The self-declared Islamic State has released a group of some 200 elderly members of the Yazidis religious minority, allowing them to cross out of territory controlled by the extremists.

It is not clear why the militants released the men and women, many infirm, but The Associated Press quotes Gen, Shirko Fatih, the commander of the Kurdish peshmerga in the Iraqi city of Kirkuk as saying "It probably became too expensive to feed them and care for them."

As you might recall, the Yazidis have been a frequent target of the extremist group, who views the religious minority as apostates. In August, tens of thousands of Yazidis fled when ISIS militants captured the town of Sinjar near the Syrian border, but hundreds of others were captured by the extremists, and some forced into slavery, according to human rights groups.
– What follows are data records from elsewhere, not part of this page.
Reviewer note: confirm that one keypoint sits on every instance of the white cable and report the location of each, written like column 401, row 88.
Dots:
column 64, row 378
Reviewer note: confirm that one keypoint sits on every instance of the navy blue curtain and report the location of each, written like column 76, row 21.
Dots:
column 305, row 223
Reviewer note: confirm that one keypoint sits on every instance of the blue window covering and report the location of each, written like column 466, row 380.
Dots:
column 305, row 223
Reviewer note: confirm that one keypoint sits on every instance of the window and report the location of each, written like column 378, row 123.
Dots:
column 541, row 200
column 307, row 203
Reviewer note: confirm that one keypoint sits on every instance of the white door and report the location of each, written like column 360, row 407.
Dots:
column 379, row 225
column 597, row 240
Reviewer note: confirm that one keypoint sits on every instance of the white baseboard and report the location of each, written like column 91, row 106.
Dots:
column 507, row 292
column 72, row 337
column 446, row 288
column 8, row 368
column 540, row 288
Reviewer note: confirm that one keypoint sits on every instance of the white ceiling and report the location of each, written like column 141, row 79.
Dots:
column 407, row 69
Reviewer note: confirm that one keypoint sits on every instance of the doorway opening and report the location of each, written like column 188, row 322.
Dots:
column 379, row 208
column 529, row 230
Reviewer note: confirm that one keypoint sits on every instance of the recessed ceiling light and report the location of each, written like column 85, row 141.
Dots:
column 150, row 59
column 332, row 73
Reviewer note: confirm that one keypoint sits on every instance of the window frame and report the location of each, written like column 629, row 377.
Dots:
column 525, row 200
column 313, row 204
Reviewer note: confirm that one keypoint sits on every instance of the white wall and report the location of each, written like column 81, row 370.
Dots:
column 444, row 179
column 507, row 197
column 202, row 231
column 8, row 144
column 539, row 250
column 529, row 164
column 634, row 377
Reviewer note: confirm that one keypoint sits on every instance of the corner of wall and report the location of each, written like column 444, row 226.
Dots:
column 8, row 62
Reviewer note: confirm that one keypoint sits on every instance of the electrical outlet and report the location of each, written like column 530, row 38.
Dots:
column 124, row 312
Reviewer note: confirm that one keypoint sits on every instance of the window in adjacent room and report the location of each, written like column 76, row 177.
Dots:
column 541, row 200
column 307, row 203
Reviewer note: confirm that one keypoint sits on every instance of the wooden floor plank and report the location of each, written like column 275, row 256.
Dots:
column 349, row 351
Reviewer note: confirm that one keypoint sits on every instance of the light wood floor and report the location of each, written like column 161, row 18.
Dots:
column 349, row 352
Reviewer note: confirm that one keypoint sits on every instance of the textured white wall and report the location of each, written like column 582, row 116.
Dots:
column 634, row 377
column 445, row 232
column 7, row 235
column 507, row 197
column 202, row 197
The Guardian says: "The militants transported the captives from the northern town of Tal Afar, where they had been held for the past five months after the militants raided their towns last summer. The militants dropped them off on Saturday at the Khazer bridge, near the Kurdish regional capital of Irbil, Fatih said. They were being held on Sunday by Kurdish authorities for questioning, he said."

The AP reports that "[almost] all of the freed prisoners are in poor health and bore signs of abuse and neglect. Three were young children. The former captives were being questioned and receiving medical treatment on Sunday in the town of Alton Kupri."

In a statement quoted by Al-Jazeera, peshmerga member Sihamee Omar said most of the Yazidis were more than 50 years of age and that they were transferred in a convoy.

Khodr Domli, a leading Yazidi rights activist at a health center where the refugees were taken, tells Agence France-Presse: "Some are wounded, some have disabilities and many are suffering from mental and psychological problems."

"These men and women had been held in Mosul," he said.